Fig. 2: Spatial localization of DA subtypes in NHP and human midbrain.

a, Nissl staining of a 10-μm M. fascicularis midbrain slice adjacent to Slide-seq-assayed tissue. Circles indicate approximate location of the placement of the three Slide-seq arrays shown in b–d. RN, red nucleus; CP, cerebral peduncles; SN_pcd, substantia nigra pars compacta dorsal; SN_pcv, substantia nigra pars compacta ventral. Cartesian arrows indicate orientation of bead arrays in b–d; scale bar, 1 mm.
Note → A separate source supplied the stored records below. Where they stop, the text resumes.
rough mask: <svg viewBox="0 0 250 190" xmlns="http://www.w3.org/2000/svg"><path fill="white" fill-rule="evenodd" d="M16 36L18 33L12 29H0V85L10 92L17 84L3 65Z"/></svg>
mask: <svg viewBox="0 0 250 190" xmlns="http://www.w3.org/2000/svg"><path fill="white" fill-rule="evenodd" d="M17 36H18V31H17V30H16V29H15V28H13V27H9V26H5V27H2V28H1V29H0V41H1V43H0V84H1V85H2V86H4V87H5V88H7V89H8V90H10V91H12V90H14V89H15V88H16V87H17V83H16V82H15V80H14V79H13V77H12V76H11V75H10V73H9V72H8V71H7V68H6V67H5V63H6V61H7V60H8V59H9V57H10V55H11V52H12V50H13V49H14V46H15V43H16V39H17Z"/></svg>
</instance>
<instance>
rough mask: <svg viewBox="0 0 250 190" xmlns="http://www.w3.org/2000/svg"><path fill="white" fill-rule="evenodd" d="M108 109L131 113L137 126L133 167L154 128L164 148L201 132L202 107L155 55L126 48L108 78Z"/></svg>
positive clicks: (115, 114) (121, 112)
Nissl staining was repeated nine times across macaque brain. b–d, Bead arrays colored by RCTD cell type definitions (Methods) corresponding to major cell type (b), CALB1⁺ or SOX6⁺ subtypes (c) and the three most spatially variable DA subtypes (d). e, Ridge plot for aggregated densities of CALB1 and SOX6 subtypes (top) and all ten DA subtypes (bottom) across 27 bead arrays (Methods, also includes definition of midline). f, Tiled image of one 10-μm human midbrain slice. White dotted line indicates the approximate A9 region; scale bar, 1 mm. Experiment was repeated once. g, Scatter plots showing relative location of triple- (yellow) and single-positive cells (Methods) from in situ hybridization of markers: CALB1⁺/GEM⁺ (left), CALB1⁺/TRHR⁺ (middle) and SOX6⁺/AGTR1⁺ DA neurons (right); scale bars, 1 mm. Experiment was repeated five times for SOX6⁺/AGTR1⁺ localization and once for CALB1⁺/GEM⁺ and CALB1⁺/TRHR⁺.